Engaging America

YouTube interviews with President highlight peoples’ political questions, concerns

Alli Williams, co-editor in chief

“We’re going to serve 21st century fire-side chats where I am speaking directly to the American people through video streams,” said Senator Barack Obama in 2007 during an interview with Google. “It [will] allow me to interact in a way I think will enhance democracy and will enhance the government.”

Fulfilling his promise, three days following his final State of the Union address, now as President, Obama participated in his second YouTube Interview while in office. The video was livestreamed Jan. 12.

Three top YouTube creators Destin Sandlin, Ingrid Nilsen and Adande “Swoozie” Thorne were invited to interview the President with questions they came up with from both themselves and their viewers.

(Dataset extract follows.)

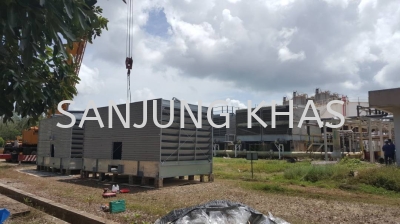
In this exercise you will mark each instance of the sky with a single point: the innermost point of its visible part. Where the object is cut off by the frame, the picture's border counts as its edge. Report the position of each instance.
(240, 50)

The video lasted just over 50 minutes and covered important topics such ISIL and gun control.

“The reason I emphasize common sense in gun safety is not so we can eliminate all this violence completely, but so we can reduce it,” Obama said. “The same way we’ve reduced traffic fatalities because we make people wear seat belts, and we’ve cracked down on drunk drivers. If we do a bunch of sensible things, we can do the same thing with guns. We have to do better as a culture and as a society not sensationalizing violence as a way of getting attention. That’s not something the government can do, because we have a First Amendment, but it is a thing all of us can contribute to.”

Obama said though satisfied with the accomplishments he’s made in the last eight years, he still has goals for the future, both during his presidency and after.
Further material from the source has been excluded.